Leave `allow_backend_fallback=true` for normal use so missing or failing Spleeter installs automatically fall back to Demucs. Disable fallback only when debugging Spleeter itself.

## Output per run

Each run is stored under `.runs/<job-id>/output/`:

- `stem.wav`
- `reconstruction.wav`
- `reconstruction.mid`
- `sample-pack.zip`
- `samples/*.wav`
- `review/hits/*.wav`
- `manifest.json`
- `supervision_state.json`
- `supervised/manifest.json` after edited export
- `supervised/sample-pack.zip` after edited export
- `selected/sample-pack.zip` after selected-card export
- `overrides/hits/*.wav` after immediate card trim/extend edits
- `supervised/samples/*.wav` after edited export
- `supervised/reconstruction.mid` after edited export
- `supervised/reconstruction.wav` after edited export
- `source.wav`, `context_bed.wav`, and `target_reconstruction.wav` for source/stem/reproduced A/B previews

Generated runtime directories are ignored by git:

- `.runs/`
- `.cache/`

## Automatic default workflow

The default UI is now intentionally simple:

1. Drop or upload an audio file.
2. The waveform renders immediately in the browser.
3. Upload and extraction start automatically.
4. Automatic tuning chooses practical onset sensitivity and sample-group bounds after the source/stem is available.
5. Sample cards appear in grouped columns as soon as their WAVs are written.
6. The user can audition, dismiss, draw another candidate, or trim/extend a card.
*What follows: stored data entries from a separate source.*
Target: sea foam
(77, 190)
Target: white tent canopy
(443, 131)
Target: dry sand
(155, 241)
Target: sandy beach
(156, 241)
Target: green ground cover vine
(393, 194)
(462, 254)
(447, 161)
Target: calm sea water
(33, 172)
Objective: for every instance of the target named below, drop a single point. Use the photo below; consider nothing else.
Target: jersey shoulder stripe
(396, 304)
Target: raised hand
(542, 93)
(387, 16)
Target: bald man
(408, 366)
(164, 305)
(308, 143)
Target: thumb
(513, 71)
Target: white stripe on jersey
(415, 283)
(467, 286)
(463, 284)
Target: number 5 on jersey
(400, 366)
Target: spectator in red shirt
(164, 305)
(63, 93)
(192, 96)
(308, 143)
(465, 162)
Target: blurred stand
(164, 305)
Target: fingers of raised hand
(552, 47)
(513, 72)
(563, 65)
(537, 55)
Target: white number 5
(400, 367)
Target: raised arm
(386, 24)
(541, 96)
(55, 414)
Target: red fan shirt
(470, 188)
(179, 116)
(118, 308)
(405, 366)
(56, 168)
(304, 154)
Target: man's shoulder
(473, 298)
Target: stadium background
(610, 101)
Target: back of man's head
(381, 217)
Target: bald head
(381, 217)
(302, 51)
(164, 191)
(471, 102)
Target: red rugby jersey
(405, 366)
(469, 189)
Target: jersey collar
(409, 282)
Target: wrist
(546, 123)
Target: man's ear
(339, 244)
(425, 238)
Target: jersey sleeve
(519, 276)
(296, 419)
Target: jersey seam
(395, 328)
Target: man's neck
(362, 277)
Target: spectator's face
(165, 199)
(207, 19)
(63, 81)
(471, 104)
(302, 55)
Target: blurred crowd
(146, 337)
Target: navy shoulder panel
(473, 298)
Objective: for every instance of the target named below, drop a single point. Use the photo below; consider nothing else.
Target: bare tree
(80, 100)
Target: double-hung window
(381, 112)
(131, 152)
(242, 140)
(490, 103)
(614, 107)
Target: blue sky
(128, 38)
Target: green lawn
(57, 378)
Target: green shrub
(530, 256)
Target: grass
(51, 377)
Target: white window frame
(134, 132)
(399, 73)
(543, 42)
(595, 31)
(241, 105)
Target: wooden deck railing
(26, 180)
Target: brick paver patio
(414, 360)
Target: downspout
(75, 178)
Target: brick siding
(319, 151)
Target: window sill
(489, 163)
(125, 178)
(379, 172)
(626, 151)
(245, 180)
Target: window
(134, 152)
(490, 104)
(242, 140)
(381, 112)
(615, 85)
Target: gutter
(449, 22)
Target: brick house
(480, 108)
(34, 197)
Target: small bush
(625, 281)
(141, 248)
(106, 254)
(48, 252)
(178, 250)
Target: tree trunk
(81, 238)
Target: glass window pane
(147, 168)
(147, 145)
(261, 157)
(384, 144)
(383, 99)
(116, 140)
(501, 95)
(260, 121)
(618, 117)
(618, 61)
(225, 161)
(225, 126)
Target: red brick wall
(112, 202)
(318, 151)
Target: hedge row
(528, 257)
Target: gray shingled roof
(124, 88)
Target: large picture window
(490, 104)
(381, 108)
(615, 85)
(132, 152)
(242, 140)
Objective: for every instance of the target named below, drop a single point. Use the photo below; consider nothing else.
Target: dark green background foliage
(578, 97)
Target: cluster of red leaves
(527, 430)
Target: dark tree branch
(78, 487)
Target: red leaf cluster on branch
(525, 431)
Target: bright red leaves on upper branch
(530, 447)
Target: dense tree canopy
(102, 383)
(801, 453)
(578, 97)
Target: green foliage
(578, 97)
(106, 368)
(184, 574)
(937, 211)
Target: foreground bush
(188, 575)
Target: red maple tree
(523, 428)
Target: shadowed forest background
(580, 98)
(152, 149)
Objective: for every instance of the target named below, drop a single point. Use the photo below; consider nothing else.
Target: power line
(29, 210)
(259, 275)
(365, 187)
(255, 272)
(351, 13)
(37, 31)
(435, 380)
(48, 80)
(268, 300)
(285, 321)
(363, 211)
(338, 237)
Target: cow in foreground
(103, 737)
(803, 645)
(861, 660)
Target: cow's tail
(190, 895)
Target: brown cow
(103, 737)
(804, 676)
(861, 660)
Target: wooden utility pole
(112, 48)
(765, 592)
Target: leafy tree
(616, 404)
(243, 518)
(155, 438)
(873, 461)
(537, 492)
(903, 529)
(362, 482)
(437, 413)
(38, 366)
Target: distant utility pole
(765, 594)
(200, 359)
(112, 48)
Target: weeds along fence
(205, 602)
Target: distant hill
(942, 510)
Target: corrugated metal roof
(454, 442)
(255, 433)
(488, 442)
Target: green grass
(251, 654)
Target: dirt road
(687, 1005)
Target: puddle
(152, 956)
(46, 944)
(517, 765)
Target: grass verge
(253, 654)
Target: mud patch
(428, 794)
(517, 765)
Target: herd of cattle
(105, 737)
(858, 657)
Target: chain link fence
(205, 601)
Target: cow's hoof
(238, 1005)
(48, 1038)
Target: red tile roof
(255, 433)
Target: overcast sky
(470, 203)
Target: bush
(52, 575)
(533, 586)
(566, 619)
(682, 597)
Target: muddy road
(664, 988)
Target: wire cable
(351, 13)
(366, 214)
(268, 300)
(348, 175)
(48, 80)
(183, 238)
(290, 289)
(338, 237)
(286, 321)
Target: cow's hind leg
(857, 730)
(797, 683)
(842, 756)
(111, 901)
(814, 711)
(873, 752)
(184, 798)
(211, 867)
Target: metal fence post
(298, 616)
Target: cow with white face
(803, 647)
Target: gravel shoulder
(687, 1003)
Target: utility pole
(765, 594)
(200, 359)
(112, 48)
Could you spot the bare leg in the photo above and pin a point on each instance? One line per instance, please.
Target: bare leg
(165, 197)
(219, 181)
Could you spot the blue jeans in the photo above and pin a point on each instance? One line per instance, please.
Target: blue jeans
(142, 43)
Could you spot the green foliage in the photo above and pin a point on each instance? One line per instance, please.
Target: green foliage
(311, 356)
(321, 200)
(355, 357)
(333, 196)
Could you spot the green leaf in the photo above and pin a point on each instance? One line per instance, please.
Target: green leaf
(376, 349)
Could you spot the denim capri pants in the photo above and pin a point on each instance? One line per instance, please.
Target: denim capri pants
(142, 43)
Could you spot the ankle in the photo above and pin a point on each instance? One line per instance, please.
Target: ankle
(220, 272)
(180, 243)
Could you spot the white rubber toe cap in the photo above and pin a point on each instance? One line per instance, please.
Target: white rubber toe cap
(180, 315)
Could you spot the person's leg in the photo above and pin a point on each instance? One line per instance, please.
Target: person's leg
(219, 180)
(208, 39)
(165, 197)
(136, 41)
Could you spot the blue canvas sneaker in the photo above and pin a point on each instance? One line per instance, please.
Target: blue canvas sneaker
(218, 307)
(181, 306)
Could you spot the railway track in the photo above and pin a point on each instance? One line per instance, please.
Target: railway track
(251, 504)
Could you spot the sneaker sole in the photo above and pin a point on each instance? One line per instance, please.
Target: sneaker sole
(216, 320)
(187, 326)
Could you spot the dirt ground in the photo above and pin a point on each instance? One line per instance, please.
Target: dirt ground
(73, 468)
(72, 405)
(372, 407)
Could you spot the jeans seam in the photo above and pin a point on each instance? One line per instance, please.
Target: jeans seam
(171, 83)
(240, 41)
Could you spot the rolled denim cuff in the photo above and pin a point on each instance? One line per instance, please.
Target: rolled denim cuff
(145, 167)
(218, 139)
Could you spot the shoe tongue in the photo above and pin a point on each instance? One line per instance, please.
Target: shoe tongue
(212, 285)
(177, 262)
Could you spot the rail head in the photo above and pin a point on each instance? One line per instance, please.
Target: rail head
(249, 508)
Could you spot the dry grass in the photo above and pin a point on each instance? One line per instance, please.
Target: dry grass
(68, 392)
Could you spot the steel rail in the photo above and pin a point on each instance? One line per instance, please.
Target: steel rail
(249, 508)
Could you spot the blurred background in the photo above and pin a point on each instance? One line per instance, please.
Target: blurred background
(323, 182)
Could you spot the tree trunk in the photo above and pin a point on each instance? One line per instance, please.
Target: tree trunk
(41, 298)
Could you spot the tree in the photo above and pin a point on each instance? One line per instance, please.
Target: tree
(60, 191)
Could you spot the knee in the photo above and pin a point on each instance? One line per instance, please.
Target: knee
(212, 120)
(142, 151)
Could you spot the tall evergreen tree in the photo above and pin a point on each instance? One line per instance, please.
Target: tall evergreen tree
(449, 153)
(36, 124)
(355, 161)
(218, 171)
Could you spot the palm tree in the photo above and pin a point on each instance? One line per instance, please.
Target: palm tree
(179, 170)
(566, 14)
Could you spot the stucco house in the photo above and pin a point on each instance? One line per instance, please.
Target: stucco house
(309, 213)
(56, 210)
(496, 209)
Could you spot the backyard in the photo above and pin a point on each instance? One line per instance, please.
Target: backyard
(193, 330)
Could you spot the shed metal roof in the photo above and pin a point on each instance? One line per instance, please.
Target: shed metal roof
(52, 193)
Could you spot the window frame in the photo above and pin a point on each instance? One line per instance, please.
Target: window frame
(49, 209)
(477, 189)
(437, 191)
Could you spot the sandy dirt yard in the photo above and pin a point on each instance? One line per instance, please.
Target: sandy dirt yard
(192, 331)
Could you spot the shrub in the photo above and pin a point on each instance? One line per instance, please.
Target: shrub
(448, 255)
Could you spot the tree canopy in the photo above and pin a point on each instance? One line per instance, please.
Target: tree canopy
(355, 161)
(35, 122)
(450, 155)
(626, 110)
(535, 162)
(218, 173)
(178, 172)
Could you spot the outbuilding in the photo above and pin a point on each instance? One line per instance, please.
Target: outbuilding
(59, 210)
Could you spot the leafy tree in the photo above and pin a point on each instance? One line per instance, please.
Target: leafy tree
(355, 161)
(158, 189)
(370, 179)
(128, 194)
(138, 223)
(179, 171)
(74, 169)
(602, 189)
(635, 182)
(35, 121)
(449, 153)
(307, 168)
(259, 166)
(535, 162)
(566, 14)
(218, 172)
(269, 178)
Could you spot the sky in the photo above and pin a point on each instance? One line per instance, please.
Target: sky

Draw and timing choices are persisted as semantic overrides and affect selected/edited exports.

Advanced parameters, run history, raw tables, and supervised semantic editing remain available in collapsed panels, but they are no longer required for the common path.

See `docs/AUTOMATIC_CARD_FLOW_UI.md`.


### Reference-style UI update

The web UI now follows the supplied Sample Extractor reference: waveform-first canvas, grouped sample columns, persistent right settings panel, compact export bar, and a bottom selection/tools bar. Drop/upload still starts processing automatically.